Technical information
- Licensing authority: FCC
- Facility ID: 14646
- Class: C2
- ERP: 50,000 watts
- HAAT: 125 meters (410 ft)

Links
- Public license information: Public file; LMS;

= WLLS =

WLLS (99.3 FM) was a radio station in Beulah, Michigan. The station, which began broadcasting in 1979, was owned by Traverse City broadcaster Roy E. Henderson under the "N Content Marketing" banner and was long the primary local station for the Frankfort area and Benzie County. It was formerly simulcast on WCUZ 100.1 FM licensed to Bear Lake, Michigan.

WLLS's coverage area did not extend far east of Traverse City and Cadillac to protect co-channel WATZ-FM in Alpena, but the station could be heard across Lake Michigan in parts of northeastern Wisconsin.

==History==
The station was originally WBNZ, which aired some kind of adult contemporary or hot AC music format for many years. WBNZ was also heavily involved in the Frankfort and Benzie County community, with local news and high-school sports coverage.

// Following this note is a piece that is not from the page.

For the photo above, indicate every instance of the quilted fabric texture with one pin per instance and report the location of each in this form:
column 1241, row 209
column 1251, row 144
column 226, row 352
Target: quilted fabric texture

In July 2009, the WBNZ call sign moved to 92.3 (formerly WOUF on 92.1) and the 99.3 allotment became WOUF "99.3 The Wolf", which aired a mainstream rock format mixing new and classic rock. The station's competition included Northern Radio's classic rocker WKLT (which Henderson founded but sold off in the 1980s) and Northern Star Broadcasting's classic rock WGFN "The Bear" and mainstream rocker WJZJ ("Real Rock"). WOUF retained its city of license of Beulah with the move to 99.3, and WBNZ retained its city of license of Frankfort with the move to 92.3.

On January 21, 2015, WOUF went silent. On January 26, 2017, WOUF returned to the air with a simulcast of adult contemporary-formatted WLDR-FM as "The Bay".

On September 30, 2018, WOUF changed its call sign to WQAN. On October 1, 2018, WQAN switched from a simulcast of WLDR-FM to a simulcast of album-oriented rock-formatted WQON, under a local marketing agreement (LMA) with Blarney Stone Broadcasting. A Federal Communications Commission (FCC) agent found WQAN broadcasting from an unauthorized location on June 18, 2019. In October 2019, WQAN again went silent, after Henderson sued Blarney Stone and the LMA was terminated.

On October 1, 2020, WQAN changed its call letters to WLLS. The FCC canceled the station's license in September 2026, as it had been off the air for over a year.